I’ll be kicking off the Peruvian children’s book reviews with Kusikiy: A Child from Taquile, Peru, written and illustrated by Mercedes Cecilia. The book is about a child named Kusikiy and his environment on Taquile Island of Lake Titicaca. The story begins with an introduction of the different family members’ household and societal roles, in addition to traditions situated on Taquile Island. The illustrations are colorful and filled with symbols and images integral to highland Peruvian life, such as potatoes, wool, looms, thatched roofs, hummingbirds and musical instruments like the quena. In the story, Kusikiy worries about the delayed arrival of the rains for the continuance of the agricultural cycle. Thus, he embarks upon a journey to help with the appearance of the Llama Constellation, which announces the yearly arrival of the rainy season in highland Peru.
Kusikiy draws attention to how the “trees are wilting, the birds are silent and the wind is hot and dry,” demonstrating the interconnectedness of all aspects of life and the environment with the agricultural cycle, which directs Andean life. The first person Kusikiy looks to for guidance in his search for the Llama Constellation is his great grandmother, Yatiri, emphasizing the necessary role of elders in the community as knowledge-keepers. He then looks to his great grandfather, Kuriwallpa, for help in finding the Llama Constellation. In the end, Kusikiy decides “to bring an offering to the APU, the Guardian Spirit of the Great Glacier” to ask him for rain. His mother suggests that he “bring an offering of flowers, potatoes and quinoa for the APU.”

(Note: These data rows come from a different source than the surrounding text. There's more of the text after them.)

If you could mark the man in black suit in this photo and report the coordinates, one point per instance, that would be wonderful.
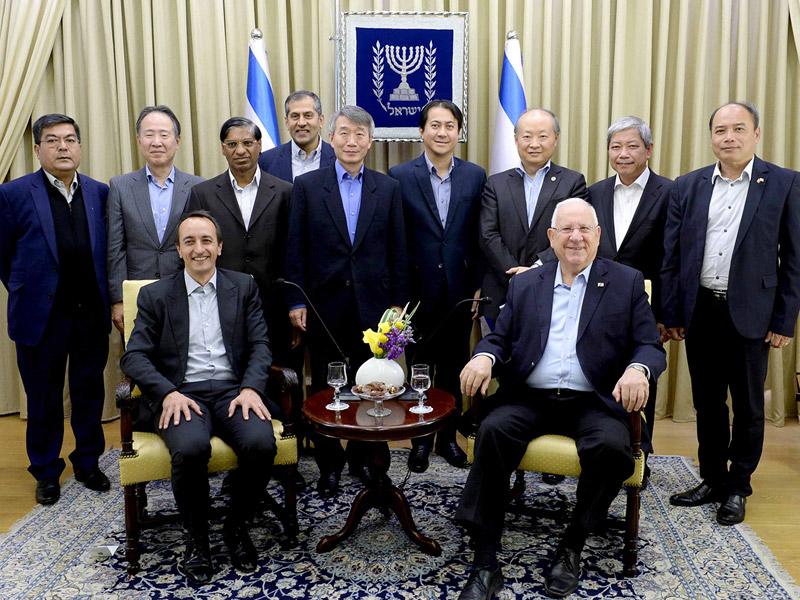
(517, 205)
(306, 151)
(731, 288)
(347, 249)
(53, 264)
(251, 207)
(441, 197)
(631, 209)
(199, 350)
(575, 376)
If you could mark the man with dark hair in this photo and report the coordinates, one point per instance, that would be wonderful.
(53, 264)
(731, 288)
(200, 353)
(517, 205)
(306, 151)
(441, 197)
(631, 209)
(347, 249)
(251, 207)
(144, 208)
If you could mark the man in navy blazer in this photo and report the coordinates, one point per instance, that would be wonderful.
(631, 209)
(441, 203)
(731, 288)
(347, 249)
(517, 205)
(578, 346)
(53, 264)
(306, 151)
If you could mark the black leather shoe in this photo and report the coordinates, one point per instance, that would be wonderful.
(482, 584)
(552, 478)
(244, 557)
(328, 484)
(565, 570)
(48, 490)
(732, 510)
(419, 458)
(93, 478)
(452, 454)
(698, 495)
(197, 564)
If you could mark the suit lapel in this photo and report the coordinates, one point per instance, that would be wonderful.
(424, 182)
(42, 203)
(595, 288)
(141, 197)
(754, 194)
(369, 200)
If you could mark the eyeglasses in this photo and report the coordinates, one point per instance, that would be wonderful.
(233, 145)
(583, 229)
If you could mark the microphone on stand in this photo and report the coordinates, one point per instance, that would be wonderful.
(316, 313)
(426, 340)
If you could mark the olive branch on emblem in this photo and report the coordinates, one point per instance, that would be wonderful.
(430, 72)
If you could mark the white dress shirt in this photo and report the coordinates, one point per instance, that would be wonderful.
(246, 196)
(626, 201)
(724, 217)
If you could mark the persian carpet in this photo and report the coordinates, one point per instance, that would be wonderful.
(684, 553)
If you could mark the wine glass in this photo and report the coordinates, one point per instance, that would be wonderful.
(420, 381)
(337, 377)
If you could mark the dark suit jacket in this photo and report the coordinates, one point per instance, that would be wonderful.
(505, 238)
(616, 328)
(29, 255)
(158, 350)
(260, 250)
(134, 251)
(764, 283)
(278, 161)
(321, 259)
(433, 249)
(643, 246)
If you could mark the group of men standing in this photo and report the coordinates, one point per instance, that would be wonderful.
(716, 245)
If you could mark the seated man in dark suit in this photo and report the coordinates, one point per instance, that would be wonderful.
(199, 350)
(579, 346)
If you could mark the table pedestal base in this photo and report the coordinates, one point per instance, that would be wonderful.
(382, 496)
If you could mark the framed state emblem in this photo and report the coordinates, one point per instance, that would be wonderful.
(394, 63)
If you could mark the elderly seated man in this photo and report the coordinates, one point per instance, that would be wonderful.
(579, 346)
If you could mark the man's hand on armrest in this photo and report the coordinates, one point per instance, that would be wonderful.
(476, 375)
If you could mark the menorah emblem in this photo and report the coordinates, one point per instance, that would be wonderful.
(404, 60)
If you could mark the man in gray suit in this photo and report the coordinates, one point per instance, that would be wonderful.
(145, 206)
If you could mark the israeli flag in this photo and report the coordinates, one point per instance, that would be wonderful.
(260, 99)
(512, 104)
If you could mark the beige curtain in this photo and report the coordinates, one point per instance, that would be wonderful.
(669, 61)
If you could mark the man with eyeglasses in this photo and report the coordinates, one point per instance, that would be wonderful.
(53, 264)
(251, 207)
(577, 346)
(144, 208)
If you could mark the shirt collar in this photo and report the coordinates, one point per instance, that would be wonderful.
(521, 170)
(748, 169)
(432, 169)
(55, 182)
(341, 172)
(560, 281)
(641, 181)
(296, 150)
(150, 177)
(192, 285)
(256, 178)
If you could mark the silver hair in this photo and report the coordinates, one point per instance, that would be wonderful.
(625, 123)
(579, 201)
(556, 126)
(356, 114)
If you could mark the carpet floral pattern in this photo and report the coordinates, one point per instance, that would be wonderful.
(683, 552)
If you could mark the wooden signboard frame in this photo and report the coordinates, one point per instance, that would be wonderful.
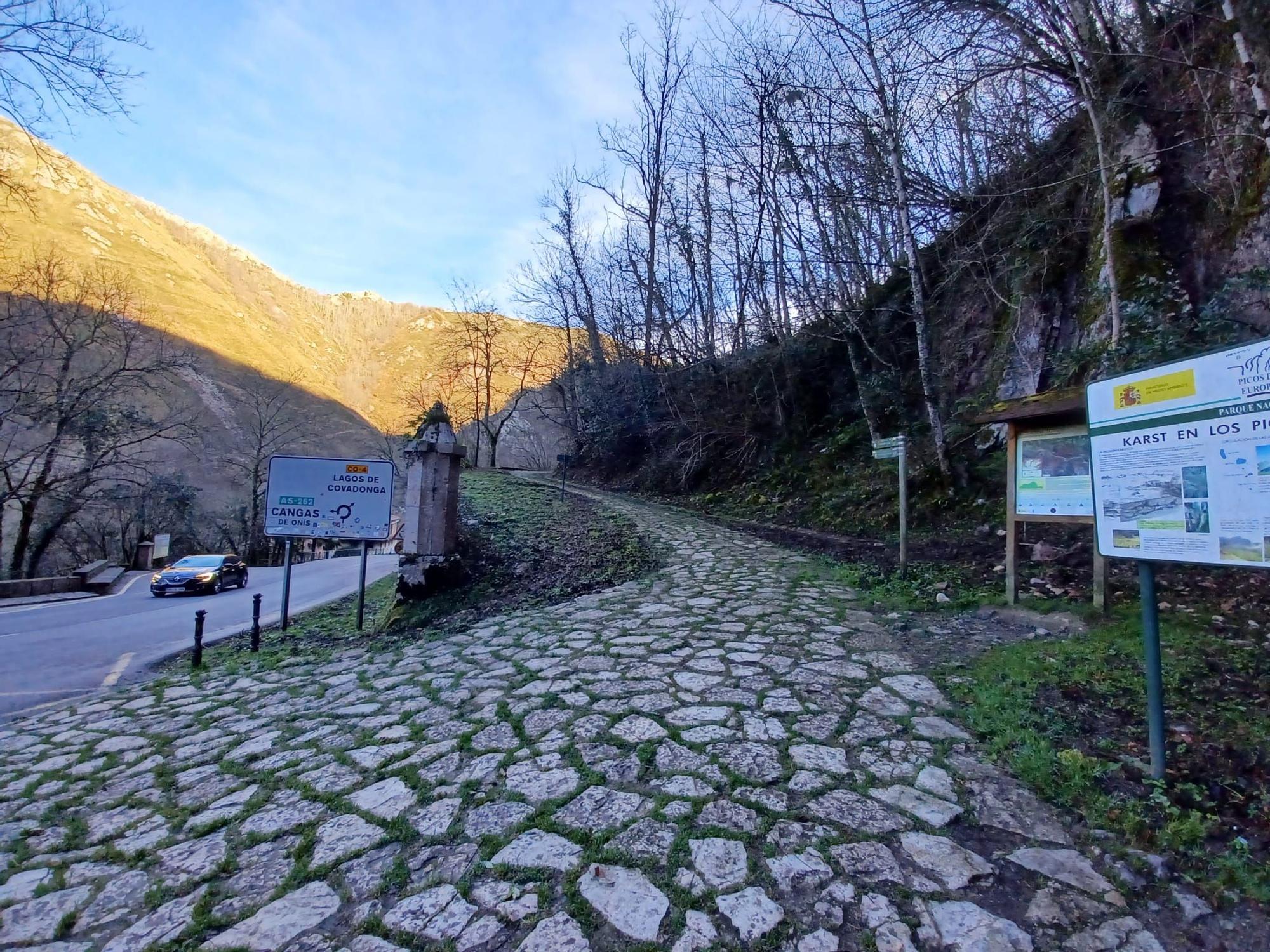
(1023, 417)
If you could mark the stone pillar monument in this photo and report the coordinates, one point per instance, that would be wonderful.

After his fantastical journey to the glacier, Kusikiy is able help bring the rains to Taquile Island. With the coming of the Llama Constellation and the rain, community members spend the night dancing and playing music. The book highlights the importance of actions associated with the agricultural cycle, and how each being and element of the Taquile environment has a purpose in its continuance. It also demonstrates the importance of celebration with the changing of the seasons.

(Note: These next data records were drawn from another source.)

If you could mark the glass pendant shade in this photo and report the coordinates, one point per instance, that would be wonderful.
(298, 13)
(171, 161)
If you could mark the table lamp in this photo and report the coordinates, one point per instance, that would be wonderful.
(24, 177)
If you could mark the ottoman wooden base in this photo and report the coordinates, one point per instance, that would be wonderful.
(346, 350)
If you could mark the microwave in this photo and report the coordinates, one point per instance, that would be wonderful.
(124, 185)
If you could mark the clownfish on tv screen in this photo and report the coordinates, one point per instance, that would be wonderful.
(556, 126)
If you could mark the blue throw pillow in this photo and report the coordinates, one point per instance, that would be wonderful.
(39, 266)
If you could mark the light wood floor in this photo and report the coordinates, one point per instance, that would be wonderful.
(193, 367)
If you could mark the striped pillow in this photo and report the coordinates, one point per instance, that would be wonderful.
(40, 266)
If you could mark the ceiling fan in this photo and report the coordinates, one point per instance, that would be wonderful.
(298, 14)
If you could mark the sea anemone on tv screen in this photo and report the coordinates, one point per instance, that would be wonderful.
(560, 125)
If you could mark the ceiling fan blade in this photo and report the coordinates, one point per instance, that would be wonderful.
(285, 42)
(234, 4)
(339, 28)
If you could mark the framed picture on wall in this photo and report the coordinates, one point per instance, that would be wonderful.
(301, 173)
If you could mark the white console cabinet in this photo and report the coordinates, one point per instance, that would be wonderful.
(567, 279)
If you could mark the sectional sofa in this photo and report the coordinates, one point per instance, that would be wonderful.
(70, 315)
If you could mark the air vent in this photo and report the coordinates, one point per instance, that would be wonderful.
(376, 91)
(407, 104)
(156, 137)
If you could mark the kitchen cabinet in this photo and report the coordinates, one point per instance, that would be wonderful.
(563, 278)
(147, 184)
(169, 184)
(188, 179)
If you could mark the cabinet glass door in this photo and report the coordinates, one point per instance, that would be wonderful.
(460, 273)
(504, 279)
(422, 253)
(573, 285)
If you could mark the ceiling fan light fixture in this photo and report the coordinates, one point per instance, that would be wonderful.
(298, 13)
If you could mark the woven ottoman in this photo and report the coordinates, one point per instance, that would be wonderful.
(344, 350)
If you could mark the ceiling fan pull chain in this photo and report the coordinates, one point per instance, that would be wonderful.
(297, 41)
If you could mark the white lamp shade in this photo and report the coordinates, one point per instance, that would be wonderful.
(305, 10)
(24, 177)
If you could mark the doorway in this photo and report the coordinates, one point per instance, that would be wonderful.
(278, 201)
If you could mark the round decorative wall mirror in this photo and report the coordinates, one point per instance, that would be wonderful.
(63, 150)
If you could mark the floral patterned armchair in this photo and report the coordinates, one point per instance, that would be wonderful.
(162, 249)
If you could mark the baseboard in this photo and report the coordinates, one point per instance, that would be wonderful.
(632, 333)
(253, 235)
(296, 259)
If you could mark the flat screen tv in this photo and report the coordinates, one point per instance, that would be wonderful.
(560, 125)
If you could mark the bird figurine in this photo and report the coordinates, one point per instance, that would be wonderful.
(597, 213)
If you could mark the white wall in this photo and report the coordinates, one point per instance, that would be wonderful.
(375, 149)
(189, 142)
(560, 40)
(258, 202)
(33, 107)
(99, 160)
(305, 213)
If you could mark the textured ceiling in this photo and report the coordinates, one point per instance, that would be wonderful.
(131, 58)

The drawings in the book are exquisite, accurately depicting the clothing worn by residents of Taquile Island as I remember it from my visit to the island in 2012. The bright colors and depictions of the weaving tradition are also a critical aspect of this book. I do, however, find it necessary to bring attention to the fact that people of Tequile generally use motor boats to move from the Island to the nearby city of Puno and other islands, rather than the traditional boats made from reeds that are depicted in the book. Furthermore, the boats made from reeds are actually more from the Uros people, who live on islands made of reeds closer to the mainland. Also, tourism is an extremely important industry on the island. When I visited the island, I saw many other tourists and artisan shops directed at tourism. In this way, it is important to view the book with a critical eye, as it depicts traditions more so than modern realities. Nonetheless, these traditions are an integral part of the modern reality of people from Tequile and other parts of the Andean highlands. They are present along with other modern technologies, such as goods brought from Puno, ideas transmitted through travelling and migration, and the international presence on the Island. My personal experience in the urban center of Cusco also demonstrated the importance of the agricultural cycle, spiritual connectedness with the Apus and the Pachamama (Mother Earth).

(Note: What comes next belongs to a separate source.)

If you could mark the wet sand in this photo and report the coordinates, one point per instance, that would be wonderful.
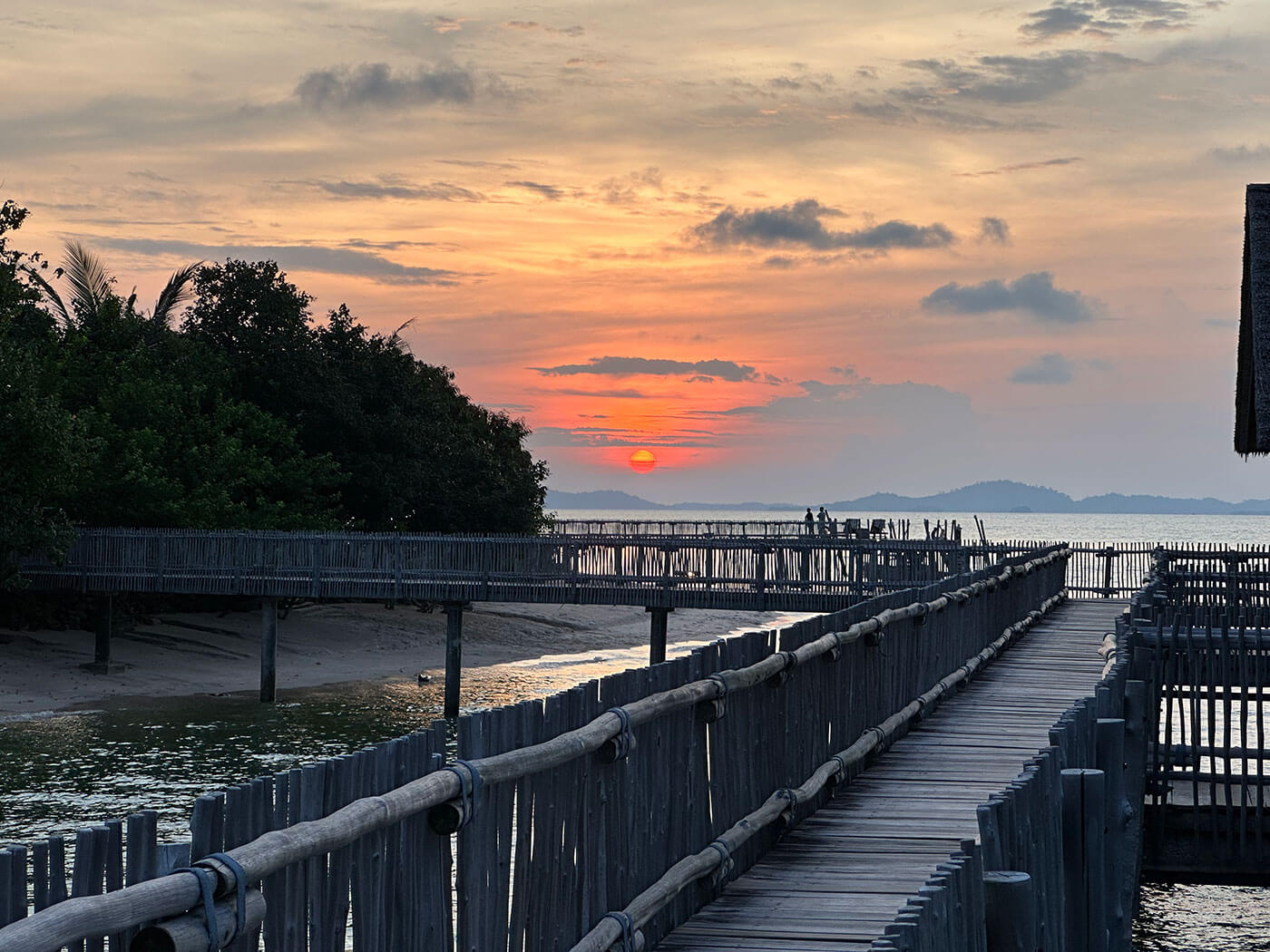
(190, 654)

While teaching this book in the classroom, apart from highlighting Peruvian highland traditions and teaching about Lake Titicaca, often known as the highest navigable lake in the world, the story also touches on the effect that climate change has on communities in the Andes. The arrival of the rainy season is necessary for the maintenance of crops integral to Taquile life. The interruption of the agricultural cycle means both economic and cultural hardship. While I was living in Cusco, my Quechua class visited a community outside of the city to see traditional methods for freeze drying potatoes (making ch’uñu). The potatoes that had been left outside to freeze overnight were rotten because of the rain, and they could no longer be used to eat or sell, causing economic, cultural and health impacts on the community. At the Parque de la Papa outside of Pisac, Peru, I learned that many varieties of potatoes have to be grown at higher and higher altitudes because of rises in temperature, causing a loss in potato varieties.
Mercedes Cecilia posted a youtube video of select images from her book that go along with sounds she recorded on Taquile Island. This video could be used for thinking about the interconnectedness of life and the role of all the sounds and images throughout the community.
Here is a video of a dance done by high school children on Taquile Island. It is very typical for high school students from different communities in the Peruvian highlands to participate in traditional dances in public places throughout the year.
Here is a great video about a cooperative of female weavers from five communities across the Cusco region in Peru called Inkakunaq Ruwaynin. It demonstrates the step-by-step process of weaving and teaches about the importance of fair trade. I was able to meet individuals from this cooperative, which is concerned with the importance of passing down weaving knowledge from generation to generation. The Quechua language was never written until the arrival of the Spaniards, and weaving has always been an important way for Quechua people to record knowledge.